> people with Unix heritage are likely to be quite resistant to anything that needs a JVM to run
Perl 6 does not need a JVM to run.
I agree that many who might accept a technically adequate Rakudo/Parrot might balk at a technically adequate Rakudo/JVM that was (perceived to be) proprietary.
> I personally appreciate the idea of using JVM
There will likely soon be a Rakudo/JVM.
> one really good thing about java is that there's a ton of good libraries written for this language, so that would immediately seed a pretty big "JPAN" for Perl 6. However, in order to *really* benefit from that, the usage of those classes should be as transparent and easy as humanly possible.
Rakudo/JVM is supposed to just be a stepping stone to A) completion of the Perl 6 spec (in particular concurrency) and B) porting to other backends.
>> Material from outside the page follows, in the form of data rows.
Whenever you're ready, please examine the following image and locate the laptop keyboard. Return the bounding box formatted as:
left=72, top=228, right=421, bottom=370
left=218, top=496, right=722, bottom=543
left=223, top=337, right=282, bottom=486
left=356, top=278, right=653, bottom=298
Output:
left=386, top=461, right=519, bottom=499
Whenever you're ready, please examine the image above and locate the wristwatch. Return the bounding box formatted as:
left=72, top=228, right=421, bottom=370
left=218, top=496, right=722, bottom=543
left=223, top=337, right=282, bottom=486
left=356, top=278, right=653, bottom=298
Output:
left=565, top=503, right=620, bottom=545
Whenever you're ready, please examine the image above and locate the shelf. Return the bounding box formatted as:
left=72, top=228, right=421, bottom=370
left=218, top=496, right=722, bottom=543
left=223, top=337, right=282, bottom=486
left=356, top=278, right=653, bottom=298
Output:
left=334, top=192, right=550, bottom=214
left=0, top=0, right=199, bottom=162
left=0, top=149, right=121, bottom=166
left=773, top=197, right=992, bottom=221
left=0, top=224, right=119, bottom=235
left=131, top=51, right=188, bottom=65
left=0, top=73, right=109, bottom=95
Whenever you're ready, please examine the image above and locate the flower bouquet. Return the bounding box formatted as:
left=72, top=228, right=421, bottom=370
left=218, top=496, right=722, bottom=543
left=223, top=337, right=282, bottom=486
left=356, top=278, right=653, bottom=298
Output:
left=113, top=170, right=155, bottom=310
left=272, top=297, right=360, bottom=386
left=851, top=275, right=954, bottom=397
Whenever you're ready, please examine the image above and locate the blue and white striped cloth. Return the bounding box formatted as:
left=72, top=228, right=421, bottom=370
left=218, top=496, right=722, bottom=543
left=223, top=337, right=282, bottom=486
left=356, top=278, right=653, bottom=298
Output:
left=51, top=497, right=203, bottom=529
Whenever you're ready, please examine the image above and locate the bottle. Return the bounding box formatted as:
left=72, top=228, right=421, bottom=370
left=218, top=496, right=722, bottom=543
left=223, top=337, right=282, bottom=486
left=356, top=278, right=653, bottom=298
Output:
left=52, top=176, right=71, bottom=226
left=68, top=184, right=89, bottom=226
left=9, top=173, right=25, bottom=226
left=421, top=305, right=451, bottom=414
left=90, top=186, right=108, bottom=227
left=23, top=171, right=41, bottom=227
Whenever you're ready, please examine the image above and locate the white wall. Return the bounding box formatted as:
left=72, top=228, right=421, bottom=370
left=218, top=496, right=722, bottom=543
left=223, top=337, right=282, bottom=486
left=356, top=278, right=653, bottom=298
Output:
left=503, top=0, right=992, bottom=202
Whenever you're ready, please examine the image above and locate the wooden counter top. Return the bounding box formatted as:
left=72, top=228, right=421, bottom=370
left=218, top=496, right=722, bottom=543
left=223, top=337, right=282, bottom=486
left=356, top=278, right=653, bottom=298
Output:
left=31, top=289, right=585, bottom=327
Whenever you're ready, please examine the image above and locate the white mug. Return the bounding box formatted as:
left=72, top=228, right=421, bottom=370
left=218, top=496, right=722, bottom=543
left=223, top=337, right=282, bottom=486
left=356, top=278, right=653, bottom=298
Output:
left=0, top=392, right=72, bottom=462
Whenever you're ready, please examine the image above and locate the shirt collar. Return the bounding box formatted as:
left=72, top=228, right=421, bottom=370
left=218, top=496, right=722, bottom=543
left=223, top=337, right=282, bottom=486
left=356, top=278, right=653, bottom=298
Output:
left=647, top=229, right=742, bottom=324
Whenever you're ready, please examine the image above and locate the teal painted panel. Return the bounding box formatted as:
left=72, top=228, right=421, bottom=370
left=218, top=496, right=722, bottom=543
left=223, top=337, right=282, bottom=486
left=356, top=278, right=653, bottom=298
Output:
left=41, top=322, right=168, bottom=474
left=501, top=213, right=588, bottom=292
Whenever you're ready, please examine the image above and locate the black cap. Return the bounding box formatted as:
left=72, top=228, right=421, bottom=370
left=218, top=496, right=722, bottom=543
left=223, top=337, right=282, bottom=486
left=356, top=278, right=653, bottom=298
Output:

It's not necessarily interesting to jnthn (the guy doing the port) beyond these short term roles. But you're right that it may get more interesting than that. We'll see.
> With 6, is it still true that only perl can parse Perl?
From a theoretical perspective, the situation is basically the same. (Perl 6 has gone further down this road, with features like lisp-style macros that mean that Perl 6, just like Perl 5, just like lisps, just like haskell with Template Haskell, theoretically isn't parseable without a full language implementation.)
From a practical perspective, the situation is much better. One shift is what Larry Wall has phrased as "only Perl 6 can parse Perl 6". Note the extra capital 'P', reflecting the fact that Perl 6 is a specification not an implementation which makes a big practical difference. Another is that Perl 6 is a much more regular language than Perl 5.